As BATTLESPACE went to press on June 9th, Stock Market rumours suggested that BAE was in discussions with a merger partner, thought to be Thales or a US company, Boeing or Lockheed Martin; Thales later denied the spculation

However, BATTLESPACE believes, that a more likely scenario is a break up of the company, with the newly formed US run avionics division, together with the other US businesses being taken over by a United States Corporation, with Boeing or Lockheed Martin being the most favoured. This would include any BAE F-35 sub-contract work. The airframe and support businesses business would go into a new company formed with Finmeccania, this would also include the Brough Hawk facility (which may spur the development of a new training aircraft by the two companies), the shipbuilding into a company with Fincanteri and possibly eventually the shipbuilding EADS vision bringing in DCN and the German and Spanish yards and the electronics, C4ISR and radio systems side, including Christchurch, going into the new JV company with Finmeccanica, EUROSYTEMS. The Barrow submarine business given the sensitive US technology would either become a JV with GD or more likely be sold to General Dynamics given the company’s strong experience in nuclear submarine work and its current 250-strong workforce at Barrow. Obviously the true value of the F-35 business is affected by any decision on the IP outcome, which is why Dick Evans and his team are keen that the UK should benefit. The Airbus shareholding would be retained by BAE as the UK plants are now part of Airbus UK. With BAE being split the possibility of Rolls-Royce remaining a single entity looks slim. Although the company has a strong US base with its Allison and F-35 business a US takeover is unlikely given GE’s European experiences in 2001. Therefore a new European engine manufacturer headed by Rolls and Snecma is a more likely scenario

Dick Evans, Chairman of BAE Systems said on May 12th that the U.K. will have to cede control over crucial modifications to its new generation of F-35 fighter to the Pentagon if the US Congress continues to refuse to lift restrictions on technology transfer.

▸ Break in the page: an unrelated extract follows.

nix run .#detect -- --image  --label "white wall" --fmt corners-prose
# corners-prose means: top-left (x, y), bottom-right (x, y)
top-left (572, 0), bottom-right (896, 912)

This warning follows moves by US legislators to reject a request by the Bush administration to grant a waiver to the UK as well as Australia.

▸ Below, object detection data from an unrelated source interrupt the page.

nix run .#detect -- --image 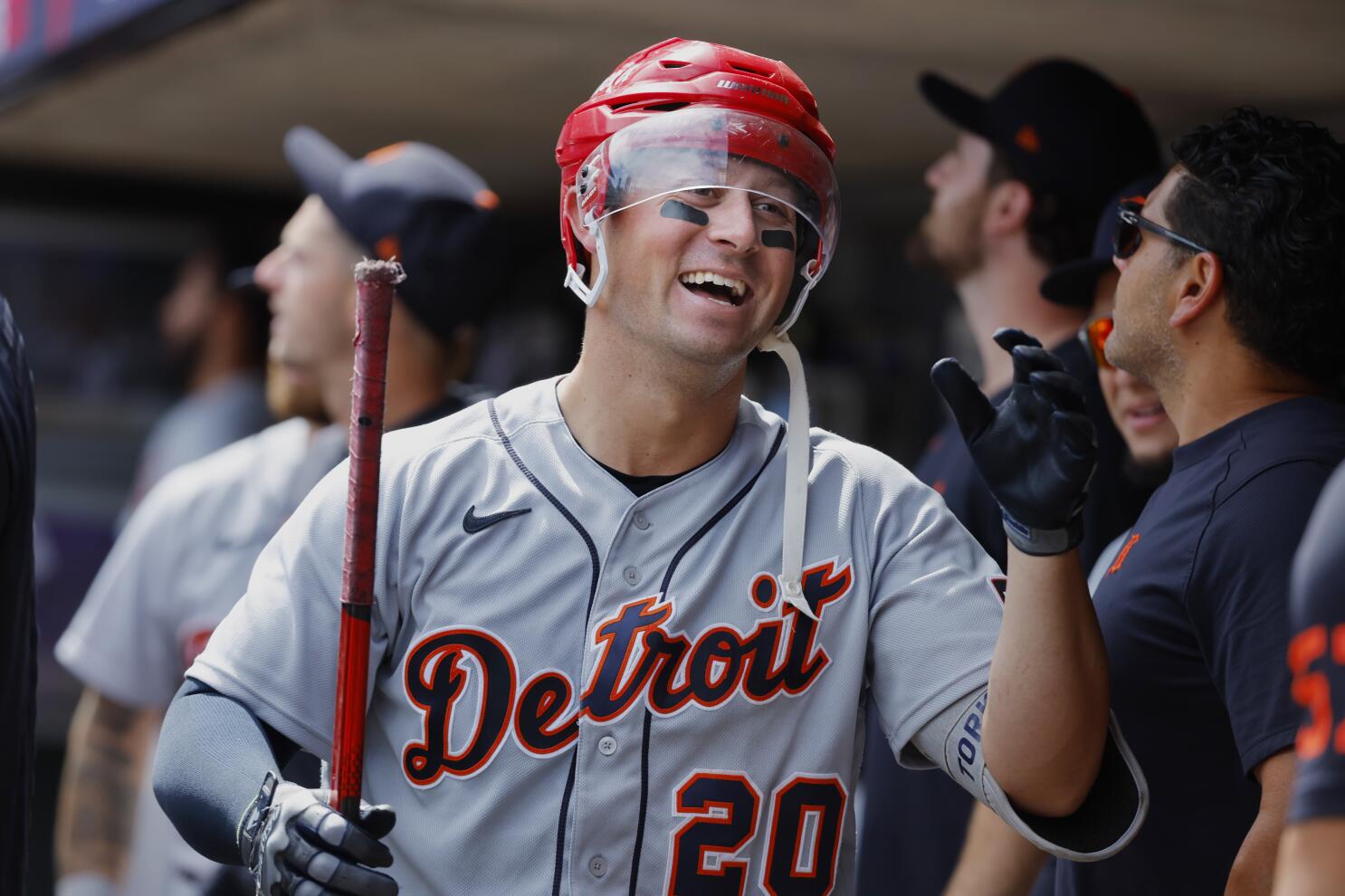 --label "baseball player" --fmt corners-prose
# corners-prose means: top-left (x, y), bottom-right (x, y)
top-left (56, 128), bottom-right (496, 896)
top-left (155, 39), bottom-right (1145, 895)
top-left (1275, 465), bottom-right (1345, 896)
top-left (860, 59), bottom-right (1158, 896)
top-left (946, 172), bottom-right (1177, 896)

The move would have allowed a flow of technology transfer from the US to its two closest allies and the decision has angered British military officials after the role the armed forces played in Iraq.

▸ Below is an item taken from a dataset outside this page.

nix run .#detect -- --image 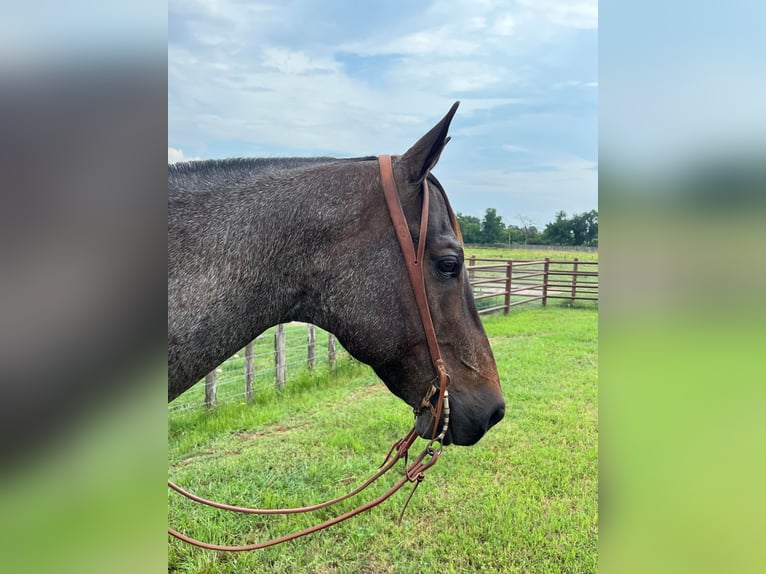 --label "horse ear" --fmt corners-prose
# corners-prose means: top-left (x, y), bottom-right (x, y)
top-left (400, 102), bottom-right (460, 184)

The US Congress is refusing to waive restrictions on the sale of military items to allow the administration to enter into defence trade agreements with its two closest allies in the war on Iraq, Britain and Australia.

The public intervention by Sir Richard has also angered defence officials in Washington, warned one US defence source. It risked upsetting not just BAE’s US partners on the programme but also the Pentagon and the State Department, which controls technology transfer requests.

On May 14th the U.K. MoD hit back at Sir Richard’s statement that it stood to cede control over its new generation F-35 fighter aircraft to the Pentagon because of the refusal by the US to lift restrictions on technology transfer.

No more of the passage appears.